There are certain pairings of author-illustrator that I, quite simply, anticipate and cherish. After my first reading of Caldecott Medal Winner A Sick Day for Amos McGee, I knew that the Steads’ joint work would be a pairing that I would always look forward to; their next joint picture book, Bear Has a Story to Tell further cemented that. For their third work together, Lenny & Lucy, the Steads’ have crafted another stunning picture book: a gentle, unusual and enchanting work that shines in its story and artwork.
Picture books that I read over and over again, or those that I think and wonder about, are often with undercurrents of whimsy and/or strange. Think of Sam and Dave Dig a Hole. The Dark. Black Dog. Or Extra Yarn. Or Where the Wild Things Are. Or This Is Sadie. There are elements in all of the aforementioned which mark the way for closer readings, second or third readings, and studying of the artwork. In Lenny & Lucy, the combination of Erin E. Stead’s distinct style and careful palette with Philip C. Stead’s softly melancholy yet hopeful story are just right.

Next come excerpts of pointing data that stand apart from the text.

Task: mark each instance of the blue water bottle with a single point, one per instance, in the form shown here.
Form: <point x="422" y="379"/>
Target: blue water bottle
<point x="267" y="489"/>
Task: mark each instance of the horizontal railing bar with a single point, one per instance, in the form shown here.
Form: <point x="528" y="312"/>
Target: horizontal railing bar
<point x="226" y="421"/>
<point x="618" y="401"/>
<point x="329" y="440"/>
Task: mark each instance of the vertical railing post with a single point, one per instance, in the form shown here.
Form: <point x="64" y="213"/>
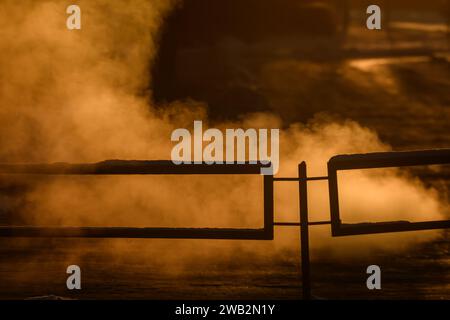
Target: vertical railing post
<point x="304" y="231"/>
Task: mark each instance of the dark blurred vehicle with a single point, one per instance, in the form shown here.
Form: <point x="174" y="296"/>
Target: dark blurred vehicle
<point x="210" y="50"/>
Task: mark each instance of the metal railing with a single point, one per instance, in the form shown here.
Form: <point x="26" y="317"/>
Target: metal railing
<point x="335" y="164"/>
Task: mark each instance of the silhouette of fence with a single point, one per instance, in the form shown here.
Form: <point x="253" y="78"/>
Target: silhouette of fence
<point x="335" y="164"/>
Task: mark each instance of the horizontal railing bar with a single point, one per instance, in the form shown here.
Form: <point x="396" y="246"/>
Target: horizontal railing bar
<point x="286" y="224"/>
<point x="126" y="232"/>
<point x="124" y="167"/>
<point x="296" y="224"/>
<point x="300" y="179"/>
<point x="318" y="223"/>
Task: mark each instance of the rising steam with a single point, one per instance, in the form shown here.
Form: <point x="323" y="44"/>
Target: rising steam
<point x="83" y="96"/>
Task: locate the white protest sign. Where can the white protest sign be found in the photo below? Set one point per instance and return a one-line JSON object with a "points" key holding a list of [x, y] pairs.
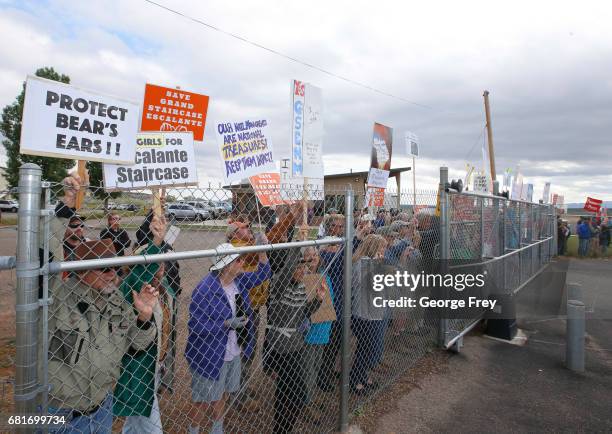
{"points": [[162, 159], [312, 145], [293, 188], [64, 121], [245, 147], [298, 89], [378, 178]]}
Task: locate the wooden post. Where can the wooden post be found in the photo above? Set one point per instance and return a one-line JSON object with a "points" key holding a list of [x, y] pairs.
{"points": [[82, 172], [157, 208], [490, 135]]}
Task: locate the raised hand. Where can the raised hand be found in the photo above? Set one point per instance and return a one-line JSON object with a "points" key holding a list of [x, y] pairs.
{"points": [[144, 302], [72, 185], [158, 228]]}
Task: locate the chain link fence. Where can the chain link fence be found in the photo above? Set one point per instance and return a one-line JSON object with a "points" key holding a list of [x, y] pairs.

At its heart a story about friendship, Lenny & Lucy also approaches subject matters such as fear, loneliness after moving, and hope. When a young boy named Peter and his dependable dog Harold meet their new home, readers are immersed into a world of trees, of quiet, of dark woods, and of unknown ‘terrible things’. For their protection, Peter builds Lenny, Guardian of the Bridge, out of pillows and blankets, to keep danger over the bridge and away from their home, deep in the woods. After both Peter and Harold lose sleep at the possibility of Lenny being lonely, Lucy is crafted to keep them all company, leading the way to some marvelous- not so scary- happenings.
Wondrous in style and story, Lenny & Lucy is a terrific picture book that I definitely recommend. Readers who like the work of some authors and illustrators such as Mac Barnett, Sara O’Leary, Jon Klassen, Julie Morstad, or Maurice Sendak (whose titles were mentioned above), might especially enjoy this beautiful title.
I received a copy of this title from Raincoast Books in exchange for an honest review.